As humans, we evaluate constantly and intuitively when we make choices in our daily lives, whether it pertains to small matters (what to have for dinner) or big things (where to go to school). However, evaluation is also a profession and a field of applied research with its own traditions, rules and practices. In a widely accepted formulation, OECD defines evaluation as: “The systematic and objective assessment of a planned, ongoing or completed intervention, its design, implementation and results. The aim is to determine relevance, coherence, effectiveness, efficiency, impact and sustainability. Evaluation also refers to the process of determining the worth or significance of an intervention. An evaluation should provide information that is credible and useful, enabling the incorporation of lessons learned into decision-making processes.”
I would argue that evaluation practice is too narrowly focused on specific interventions to effectively respond to these global challenges. Today, many evaluators write about these issues using terms like ‘complex’ and ‘wicked,’ but I am not sure that the practice of evaluation has kept up with the theory. Evaluation as a profession has its roots in social inquiry, where we test the effectiveness of interventions on a well-defined treatment population against a control group. We may use experimental or quasi-experimental tools, or we may lean towards more participatory and qualitative approaches, but either way the focus is mostly on a single intervention and its effects. Evaluations test the effectiveness of the intervention in terms of its pre-determined objectives. The desire is to be able to attribute any changes in the outcome to the intervention—or, recognizing the complexity and presence of multiple actors, at least the specific contributions of the intervention.
Apart from being narrowly project-focused, evaluations are driven by donor concerns for accountability and ‘value for money.’ This treats the central question as a matter of simple accounting instead of a choice between strategies that would address the root causes of the problems we face. The accounting is more often than not for the purposes of the funders and their priorities, not for the benefit of the claimholders that the intervention is intended to benefit.
Seldom do evaluations look at the big picture: Are we actually doing the right thing in the broader system landscape? Is the chosen strategy effective? Is the intervention that we are promoting meaningful in the larger whole? Is it something that the intended beneficiaries want and need? Is it fixing one part of the problem but creating others elsewhere? Is it having unintended consequences for the environment, for women, for disadvantaged groups, for Indigenous peoples, for power relations, etc.?
We must incorporate the environment into our evaluations. Sustainable development lies on social, economic and environmental foundations, yet evaluation—like national accounting—is almost exclusively concerned with the economic and, to a lesser degree, social capital, while natural capital and its depreciation are considered external to the system. According to the World Bank, low-income countries get 47% of their wealth from natural capital. This figure certainly underestimates the value of ecosystem services, in terms of clean water and air, health benefits, protection against natural hazards, recreation etc. Evaluators must learn how to operate at the nexus of environment and development, which means understanding the interplay between human and natural systems.

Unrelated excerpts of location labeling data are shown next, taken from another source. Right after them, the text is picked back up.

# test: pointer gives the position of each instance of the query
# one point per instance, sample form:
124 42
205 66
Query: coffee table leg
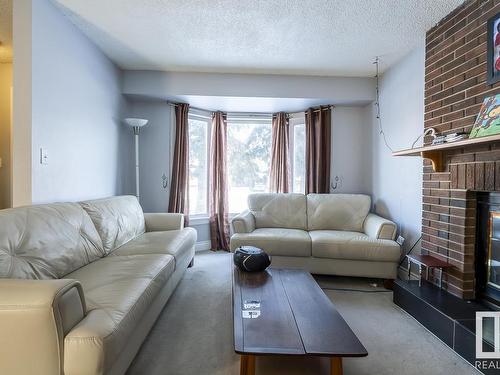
247 365
336 366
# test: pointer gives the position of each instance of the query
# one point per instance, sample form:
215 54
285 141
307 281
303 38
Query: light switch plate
44 156
400 240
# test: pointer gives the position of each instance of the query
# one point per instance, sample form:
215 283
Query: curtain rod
254 113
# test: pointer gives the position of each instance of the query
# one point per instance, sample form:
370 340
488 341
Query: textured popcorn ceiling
323 37
5 30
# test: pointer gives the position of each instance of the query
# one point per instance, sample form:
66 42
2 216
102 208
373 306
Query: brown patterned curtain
318 150
179 192
218 194
279 175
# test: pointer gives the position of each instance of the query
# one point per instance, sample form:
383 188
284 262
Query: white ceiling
5 30
310 37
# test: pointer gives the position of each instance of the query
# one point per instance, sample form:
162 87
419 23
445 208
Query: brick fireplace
455 86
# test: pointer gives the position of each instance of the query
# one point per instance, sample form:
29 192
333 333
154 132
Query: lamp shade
135 122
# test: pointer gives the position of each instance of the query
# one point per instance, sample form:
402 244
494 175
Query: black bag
251 259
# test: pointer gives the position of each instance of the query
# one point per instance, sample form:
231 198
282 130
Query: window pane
249 159
299 158
198 168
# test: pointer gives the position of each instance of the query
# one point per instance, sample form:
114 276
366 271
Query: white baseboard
202 246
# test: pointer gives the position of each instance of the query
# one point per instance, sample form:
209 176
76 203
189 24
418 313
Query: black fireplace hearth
487 253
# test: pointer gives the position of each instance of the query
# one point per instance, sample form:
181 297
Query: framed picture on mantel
488 119
493 52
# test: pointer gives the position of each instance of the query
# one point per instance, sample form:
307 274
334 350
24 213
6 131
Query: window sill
201 220
198 220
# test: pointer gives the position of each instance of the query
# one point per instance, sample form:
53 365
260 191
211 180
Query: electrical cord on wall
411 249
377 105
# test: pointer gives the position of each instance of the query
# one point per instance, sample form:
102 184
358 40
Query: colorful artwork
493 50
488 120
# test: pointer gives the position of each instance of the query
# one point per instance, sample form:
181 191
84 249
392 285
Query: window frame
204 116
295 119
247 119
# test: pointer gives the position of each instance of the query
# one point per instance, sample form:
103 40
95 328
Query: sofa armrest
380 228
35 315
159 222
243 222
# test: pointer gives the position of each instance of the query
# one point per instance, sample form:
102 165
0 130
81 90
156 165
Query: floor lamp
136 124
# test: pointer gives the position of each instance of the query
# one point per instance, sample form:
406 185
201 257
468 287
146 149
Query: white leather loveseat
82 283
330 234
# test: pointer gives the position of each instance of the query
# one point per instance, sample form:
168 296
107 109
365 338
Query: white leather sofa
330 234
82 283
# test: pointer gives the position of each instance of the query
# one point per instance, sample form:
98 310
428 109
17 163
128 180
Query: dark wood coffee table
285 312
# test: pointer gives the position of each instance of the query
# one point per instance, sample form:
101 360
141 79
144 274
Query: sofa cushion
117 219
46 241
276 241
337 211
278 210
119 291
353 246
177 243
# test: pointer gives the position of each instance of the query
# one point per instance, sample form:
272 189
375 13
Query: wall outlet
400 240
44 156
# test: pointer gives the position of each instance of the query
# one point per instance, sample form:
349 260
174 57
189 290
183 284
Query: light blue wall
76 115
154 152
397 181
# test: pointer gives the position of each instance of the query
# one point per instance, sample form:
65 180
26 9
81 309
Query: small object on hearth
251 259
428 262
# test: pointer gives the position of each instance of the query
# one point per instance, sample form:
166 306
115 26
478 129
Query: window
298 153
248 155
249 158
199 136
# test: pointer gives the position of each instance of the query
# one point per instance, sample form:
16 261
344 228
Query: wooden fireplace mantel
435 152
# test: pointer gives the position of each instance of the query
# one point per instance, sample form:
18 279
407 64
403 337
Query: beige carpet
193 335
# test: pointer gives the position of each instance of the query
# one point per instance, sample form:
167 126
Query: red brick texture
455 87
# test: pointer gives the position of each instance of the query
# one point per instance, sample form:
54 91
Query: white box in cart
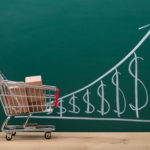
35 95
17 102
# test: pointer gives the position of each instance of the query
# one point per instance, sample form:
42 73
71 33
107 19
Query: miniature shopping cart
20 99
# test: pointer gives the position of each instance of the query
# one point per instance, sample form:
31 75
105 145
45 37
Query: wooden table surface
77 141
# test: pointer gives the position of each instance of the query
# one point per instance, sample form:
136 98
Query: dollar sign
136 108
103 100
86 99
118 91
61 108
75 108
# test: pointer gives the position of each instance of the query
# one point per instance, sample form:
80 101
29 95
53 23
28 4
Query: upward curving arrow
116 66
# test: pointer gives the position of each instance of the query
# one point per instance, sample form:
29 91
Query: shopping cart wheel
8 137
47 135
14 133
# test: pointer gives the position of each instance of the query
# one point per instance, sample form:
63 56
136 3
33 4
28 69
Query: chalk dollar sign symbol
61 108
86 99
75 108
103 100
136 108
118 91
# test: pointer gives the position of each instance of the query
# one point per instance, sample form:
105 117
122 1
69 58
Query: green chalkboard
95 51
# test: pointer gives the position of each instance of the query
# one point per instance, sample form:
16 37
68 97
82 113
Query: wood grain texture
77 141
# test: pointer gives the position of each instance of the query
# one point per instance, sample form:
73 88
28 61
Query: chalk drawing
89 107
103 100
136 108
118 91
75 108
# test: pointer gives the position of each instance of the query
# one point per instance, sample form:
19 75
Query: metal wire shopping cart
20 99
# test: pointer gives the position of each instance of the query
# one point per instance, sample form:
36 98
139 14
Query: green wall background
71 43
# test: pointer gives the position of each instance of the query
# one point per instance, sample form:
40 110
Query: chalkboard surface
95 51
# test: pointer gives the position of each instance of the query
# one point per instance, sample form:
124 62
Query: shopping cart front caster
47 135
8 137
14 133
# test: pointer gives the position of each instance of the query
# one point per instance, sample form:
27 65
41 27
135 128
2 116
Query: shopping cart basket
21 99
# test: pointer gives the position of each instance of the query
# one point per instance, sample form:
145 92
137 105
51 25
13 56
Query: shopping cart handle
56 98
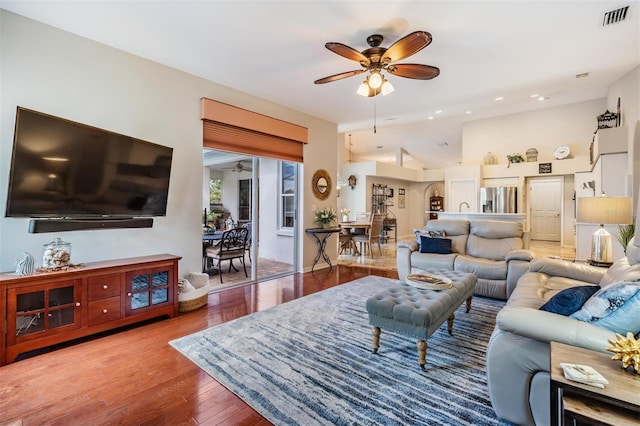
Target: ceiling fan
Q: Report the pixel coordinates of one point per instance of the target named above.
(376, 59)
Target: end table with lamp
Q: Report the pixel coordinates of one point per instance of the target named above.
(603, 211)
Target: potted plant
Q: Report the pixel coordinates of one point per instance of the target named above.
(325, 217)
(514, 158)
(345, 214)
(625, 233)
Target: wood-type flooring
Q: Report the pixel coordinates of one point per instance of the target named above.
(133, 376)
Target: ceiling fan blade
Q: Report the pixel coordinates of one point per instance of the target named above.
(407, 46)
(338, 76)
(417, 71)
(348, 52)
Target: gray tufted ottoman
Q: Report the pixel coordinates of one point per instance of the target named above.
(417, 312)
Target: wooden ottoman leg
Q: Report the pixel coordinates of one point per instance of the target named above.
(450, 323)
(422, 353)
(376, 339)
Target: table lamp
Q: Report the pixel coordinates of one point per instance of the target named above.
(603, 210)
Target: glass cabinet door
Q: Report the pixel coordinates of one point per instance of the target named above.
(43, 309)
(147, 289)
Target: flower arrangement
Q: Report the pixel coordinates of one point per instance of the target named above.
(514, 158)
(325, 216)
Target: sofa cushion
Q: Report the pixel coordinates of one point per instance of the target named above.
(569, 300)
(456, 230)
(614, 307)
(422, 261)
(621, 270)
(482, 268)
(424, 233)
(435, 245)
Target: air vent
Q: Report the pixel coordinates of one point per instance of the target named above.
(615, 16)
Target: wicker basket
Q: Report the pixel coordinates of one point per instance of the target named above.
(193, 304)
(197, 298)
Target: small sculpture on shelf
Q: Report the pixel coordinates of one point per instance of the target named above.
(26, 265)
(514, 158)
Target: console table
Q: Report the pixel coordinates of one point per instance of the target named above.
(321, 235)
(51, 307)
(574, 403)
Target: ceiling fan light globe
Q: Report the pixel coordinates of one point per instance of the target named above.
(375, 80)
(363, 89)
(387, 88)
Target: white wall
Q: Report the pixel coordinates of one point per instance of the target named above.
(628, 90)
(546, 129)
(52, 71)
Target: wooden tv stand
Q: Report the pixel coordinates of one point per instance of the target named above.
(47, 308)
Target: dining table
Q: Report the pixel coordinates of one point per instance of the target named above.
(354, 227)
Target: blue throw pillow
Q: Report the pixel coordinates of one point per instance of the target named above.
(614, 307)
(569, 300)
(435, 245)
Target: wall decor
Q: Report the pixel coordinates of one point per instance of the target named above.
(561, 152)
(401, 199)
(544, 168)
(321, 184)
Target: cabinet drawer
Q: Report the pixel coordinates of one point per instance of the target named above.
(103, 286)
(104, 310)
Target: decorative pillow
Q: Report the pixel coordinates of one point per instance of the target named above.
(432, 234)
(614, 307)
(569, 300)
(435, 245)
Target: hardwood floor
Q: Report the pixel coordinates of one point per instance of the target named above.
(133, 377)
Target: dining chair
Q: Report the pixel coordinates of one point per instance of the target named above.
(363, 216)
(232, 245)
(344, 238)
(374, 234)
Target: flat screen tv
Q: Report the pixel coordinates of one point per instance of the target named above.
(64, 169)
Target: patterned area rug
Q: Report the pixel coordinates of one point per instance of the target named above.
(309, 362)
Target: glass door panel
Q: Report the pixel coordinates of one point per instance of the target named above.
(261, 195)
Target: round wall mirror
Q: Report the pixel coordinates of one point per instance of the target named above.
(321, 184)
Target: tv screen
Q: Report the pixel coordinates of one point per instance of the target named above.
(64, 169)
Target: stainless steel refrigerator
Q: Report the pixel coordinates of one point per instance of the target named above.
(499, 199)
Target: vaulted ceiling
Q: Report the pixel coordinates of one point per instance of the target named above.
(275, 50)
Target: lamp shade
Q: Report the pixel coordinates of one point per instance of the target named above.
(605, 210)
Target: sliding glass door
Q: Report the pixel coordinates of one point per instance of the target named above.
(261, 194)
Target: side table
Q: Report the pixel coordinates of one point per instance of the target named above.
(575, 403)
(321, 235)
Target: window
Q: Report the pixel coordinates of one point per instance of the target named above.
(287, 194)
(215, 191)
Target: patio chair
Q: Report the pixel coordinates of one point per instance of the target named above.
(232, 245)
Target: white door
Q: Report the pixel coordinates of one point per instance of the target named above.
(545, 200)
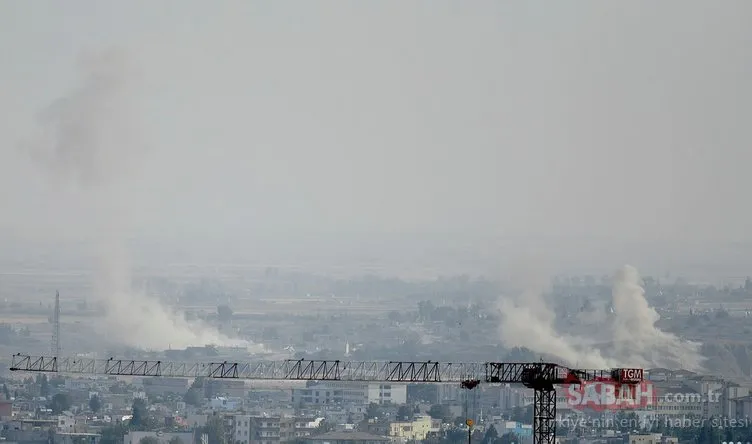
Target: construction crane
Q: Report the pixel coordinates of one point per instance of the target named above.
(542, 377)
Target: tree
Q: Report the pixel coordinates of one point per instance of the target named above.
(404, 413)
(113, 434)
(60, 403)
(491, 436)
(95, 403)
(215, 429)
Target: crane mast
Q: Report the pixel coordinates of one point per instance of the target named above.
(542, 377)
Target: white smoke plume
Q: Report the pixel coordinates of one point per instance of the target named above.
(88, 140)
(628, 338)
(635, 337)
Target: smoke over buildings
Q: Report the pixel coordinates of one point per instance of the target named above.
(88, 141)
(628, 337)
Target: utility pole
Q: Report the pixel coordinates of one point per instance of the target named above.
(55, 343)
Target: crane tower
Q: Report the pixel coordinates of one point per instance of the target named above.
(55, 342)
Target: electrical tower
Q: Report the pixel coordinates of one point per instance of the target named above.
(55, 343)
(539, 376)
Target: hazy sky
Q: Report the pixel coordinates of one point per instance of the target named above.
(615, 119)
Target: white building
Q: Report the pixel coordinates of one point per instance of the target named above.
(225, 404)
(163, 438)
(336, 392)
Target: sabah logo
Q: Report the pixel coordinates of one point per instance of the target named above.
(608, 395)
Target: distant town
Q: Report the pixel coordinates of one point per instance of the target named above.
(450, 320)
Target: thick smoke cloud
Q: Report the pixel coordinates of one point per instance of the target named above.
(626, 338)
(88, 140)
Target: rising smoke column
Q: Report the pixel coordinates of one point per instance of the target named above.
(527, 321)
(629, 338)
(635, 337)
(87, 140)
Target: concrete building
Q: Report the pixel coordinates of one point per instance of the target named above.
(163, 438)
(161, 386)
(332, 392)
(415, 430)
(347, 438)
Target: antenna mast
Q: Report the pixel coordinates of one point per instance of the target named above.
(55, 346)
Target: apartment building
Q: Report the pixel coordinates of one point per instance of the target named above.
(336, 392)
(250, 429)
(415, 430)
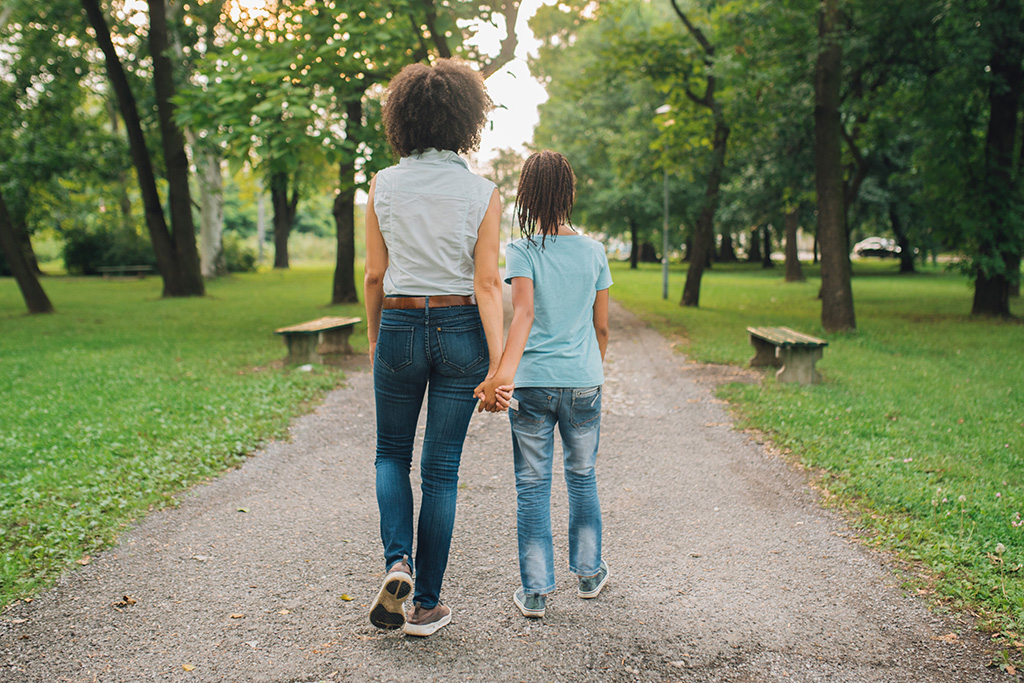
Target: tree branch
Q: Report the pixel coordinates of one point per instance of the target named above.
(696, 33)
(510, 10)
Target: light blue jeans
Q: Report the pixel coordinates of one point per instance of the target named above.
(577, 413)
(440, 353)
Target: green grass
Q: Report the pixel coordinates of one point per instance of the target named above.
(918, 429)
(122, 399)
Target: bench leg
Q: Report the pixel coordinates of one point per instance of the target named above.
(335, 342)
(301, 349)
(798, 366)
(764, 353)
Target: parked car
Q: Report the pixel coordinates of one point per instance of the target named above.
(881, 247)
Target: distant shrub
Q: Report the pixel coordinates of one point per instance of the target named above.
(239, 256)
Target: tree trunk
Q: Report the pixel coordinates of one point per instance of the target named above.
(284, 216)
(766, 262)
(344, 218)
(997, 249)
(211, 215)
(28, 282)
(704, 238)
(727, 254)
(905, 252)
(175, 159)
(794, 270)
(123, 200)
(754, 253)
(635, 246)
(160, 237)
(837, 290)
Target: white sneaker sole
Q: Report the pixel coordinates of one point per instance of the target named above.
(597, 591)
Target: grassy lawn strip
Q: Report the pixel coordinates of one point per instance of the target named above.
(919, 428)
(122, 399)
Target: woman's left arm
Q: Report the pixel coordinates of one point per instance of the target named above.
(487, 281)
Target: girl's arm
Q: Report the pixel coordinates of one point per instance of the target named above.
(601, 321)
(373, 281)
(487, 282)
(522, 322)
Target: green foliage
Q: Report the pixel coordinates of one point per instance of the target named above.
(239, 256)
(918, 427)
(123, 399)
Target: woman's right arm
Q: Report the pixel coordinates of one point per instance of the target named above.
(487, 283)
(373, 281)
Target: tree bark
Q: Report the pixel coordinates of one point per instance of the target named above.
(794, 270)
(635, 246)
(704, 238)
(35, 298)
(344, 217)
(754, 253)
(727, 253)
(905, 252)
(160, 237)
(284, 216)
(837, 290)
(766, 261)
(175, 159)
(211, 215)
(998, 245)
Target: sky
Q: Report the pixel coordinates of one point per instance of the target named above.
(515, 92)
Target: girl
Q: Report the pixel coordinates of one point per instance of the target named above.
(559, 330)
(433, 321)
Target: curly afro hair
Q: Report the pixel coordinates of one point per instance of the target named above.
(443, 107)
(544, 200)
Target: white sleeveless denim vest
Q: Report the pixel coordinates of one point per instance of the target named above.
(430, 207)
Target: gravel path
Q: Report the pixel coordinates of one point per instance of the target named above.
(724, 566)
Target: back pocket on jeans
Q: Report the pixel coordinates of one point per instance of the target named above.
(462, 348)
(394, 347)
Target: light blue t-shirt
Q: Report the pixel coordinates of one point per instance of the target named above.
(429, 207)
(567, 273)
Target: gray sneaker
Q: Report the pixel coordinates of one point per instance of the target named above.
(590, 587)
(529, 604)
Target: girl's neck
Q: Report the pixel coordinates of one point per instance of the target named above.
(562, 229)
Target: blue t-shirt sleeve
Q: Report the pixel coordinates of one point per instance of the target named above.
(517, 262)
(604, 272)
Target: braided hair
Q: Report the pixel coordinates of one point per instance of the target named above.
(544, 200)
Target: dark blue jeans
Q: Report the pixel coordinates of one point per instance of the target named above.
(442, 353)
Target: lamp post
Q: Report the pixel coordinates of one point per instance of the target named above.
(665, 109)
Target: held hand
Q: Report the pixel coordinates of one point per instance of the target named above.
(504, 396)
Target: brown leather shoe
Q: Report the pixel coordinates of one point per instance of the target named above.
(387, 610)
(422, 622)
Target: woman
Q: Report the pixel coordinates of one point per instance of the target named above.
(434, 322)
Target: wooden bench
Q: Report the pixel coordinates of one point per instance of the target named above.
(793, 352)
(308, 342)
(124, 270)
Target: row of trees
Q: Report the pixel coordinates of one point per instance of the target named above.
(160, 95)
(901, 117)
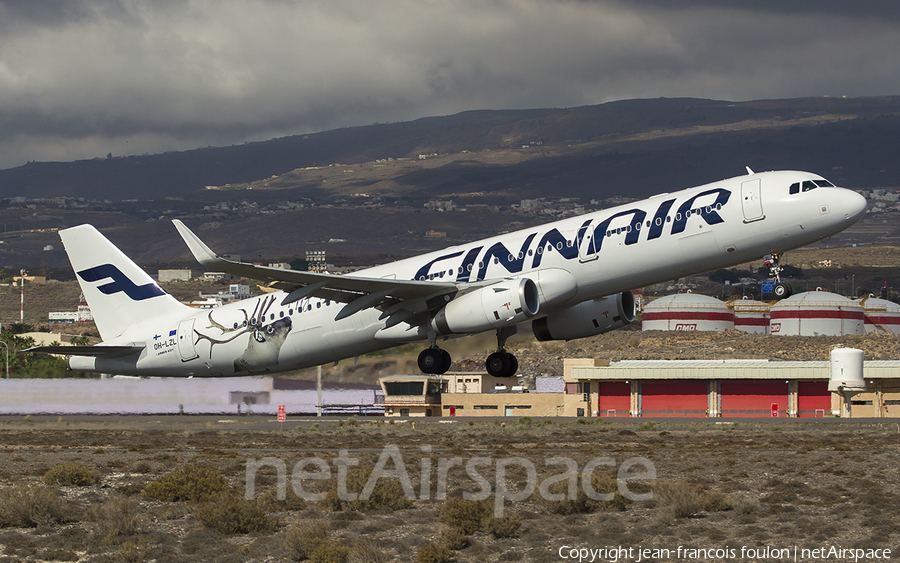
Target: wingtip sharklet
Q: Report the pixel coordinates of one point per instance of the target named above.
(198, 248)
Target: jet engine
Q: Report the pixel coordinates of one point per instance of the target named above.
(506, 303)
(588, 318)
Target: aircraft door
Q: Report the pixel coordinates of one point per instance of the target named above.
(587, 251)
(186, 340)
(751, 200)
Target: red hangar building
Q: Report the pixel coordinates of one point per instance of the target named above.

For evaluation to remain relevant, it must rise above its project mentality and start looking beyond the internal logic of the interventions that are evaluated. It must systematically search for unintended consequences that may lie outside of the immediate scope of the evaluation. It must expand its vision to encompass the coupled human and natural systems and how they interact. And it must resist focusing on accountability for funders and instead make sure that it contributes to learning, for the wellbeing of people and nature in an equitable manner. If we achieve this, evaluation will be better positioned to contribute to more sustainable and just development in an interconnected world.